Evaluation of novel in vitro models for human sapovirus infection

Magdalena Neijd, Linköping University, Sweden

Magdalena Neijd, Division of Molecular Medicine and Virology, Linköping University, Sweden Johan Nordgren, Division of Molecular Medicine and Virology, Linköping University, Sweden Berit Hammas, Department of Clinical Microbiology, Karolinska University Hospital, Sweden Jan Albert, Department of Microbiology, Tumor and Cell Biology, Karolinska Institute, Sweden and Department of Medicine, Karolinska Institute, Sweden Lennart Svensson, Division of Molecular Medicine and Virology, Linköping University, Sweden Marie Hagbom, Division of Molecular Medicine and Virology, Linköping University, Sweden

Entry and Replication

Human sapovirus is increasingly recognized as a significant cause of acute viral gastroenteritis, but in vitro studies have been limited due to the previous lack of suitable cell models. In this study, we established two novel in vitro models for sapovirus infection: the human enteroendocrine cell (EEC) line GOT1 and apical-out 3D human enteroids. Using 31 sapovirus-positive fecal samples, we compared these models with the EEC-derived HuTu80 cell line and enteroid monolayers. Among the analyzed samples, genotypes GI.1 (36%), GII.1 (32%), and GII.3 (26%) were identified, with GI.1 exhibiting the highest fecal viral load. We demonstrate that, in addition to HuTu80 cell line, sapovirus can also replicate in GOT1. GOT1 supported replication of a higher percentage of GI.1 samples (82%) compared to HuTu80 (70%) and with a generally greater replication efficiency.

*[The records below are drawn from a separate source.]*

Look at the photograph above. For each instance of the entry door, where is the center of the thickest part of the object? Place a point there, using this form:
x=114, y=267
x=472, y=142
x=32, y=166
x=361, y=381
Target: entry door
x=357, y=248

Moreover, unlike HuTu80, GOT1 was able to support the replication of GII.1 and GII.3 genotypes. Given that organoids are considered a more physiologically relevant model than transformed cell lines, we developed a robust sapovirus infection model using apical-out 3D enteroids. Compared to enteroid monolayers, the apical-out model supported replication of a higher number of GI.1 samples and with higher replication efficiency. In conclusion, these findings provide valuable insights for future in vitro studies of sapovirus infection and replication, which may contribute to a better understanding of sapovirus cell tropism and pathogenesis.